Yarın artık mimarlar uyandığı zaman ve bu beyler hanımlar seçimleri kaybetmeye başladıkları zaman var güçleriyle nisbi temsili savunmaya başlayacaklarına adım gibi eminim.
Çifte standart, diktatörlük merakı, baskı uygulamak, aynı kof, çağdışı söylemi sürekli tekrarlamak artık usandırdı.
İstanbulda söylenen bir yalanın üzerine büyük bir bölümü inşa edilen Genel Kurula söyleyebileceğim tek bir şey var:
artık yeter!
MİMARLIĞIN ÖNÜNÜ AÇIN!
Bence tarihi önemde bir metin. Acaba bugünkü genel kurulda bu anlamlı konuşma kör kapıları, sağır kulakları, kilitli yürekleri açabilecek mi? HAkiki bir eleştiri olarak değerlendirilebilecek mi?

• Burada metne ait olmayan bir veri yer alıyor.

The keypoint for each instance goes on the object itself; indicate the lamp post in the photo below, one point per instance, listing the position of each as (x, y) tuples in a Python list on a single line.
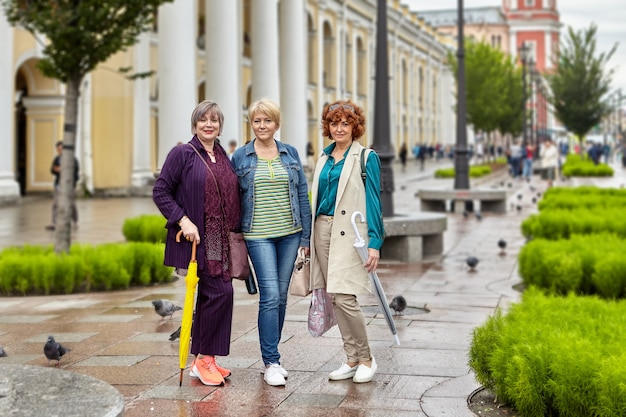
[(523, 54), (461, 164), (382, 121)]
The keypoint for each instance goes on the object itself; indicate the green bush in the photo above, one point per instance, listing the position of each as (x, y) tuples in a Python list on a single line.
[(39, 271), (576, 167), (555, 356), (145, 228), (587, 197), (584, 264)]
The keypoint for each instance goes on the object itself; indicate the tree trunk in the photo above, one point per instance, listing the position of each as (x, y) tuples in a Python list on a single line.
[(67, 195)]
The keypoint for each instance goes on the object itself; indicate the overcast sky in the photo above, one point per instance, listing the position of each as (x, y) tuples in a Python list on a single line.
[(609, 16)]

Şimdiye kadar Sayın Kocagöz’ün değindiği noktalara değinildi, özellikle SGM ler çok sert, meslek uygulamasını durdurmaya kastedmiş anlayışlar olarak eleştirildi ama yönetimler bunu duymazdan geldiler. ZORLA EĞİTİMİ daha ‘katılımlı’ buldular. Kerdi sistemini oda popülasyonu için hoş zannettiler. Bu nafile çaba terse bir döndü mü artık ne yapsanız kar etmez. O yüzden Sayın Kocagöz’ün eleştirilerine yol yakınken kulak verilmelidir.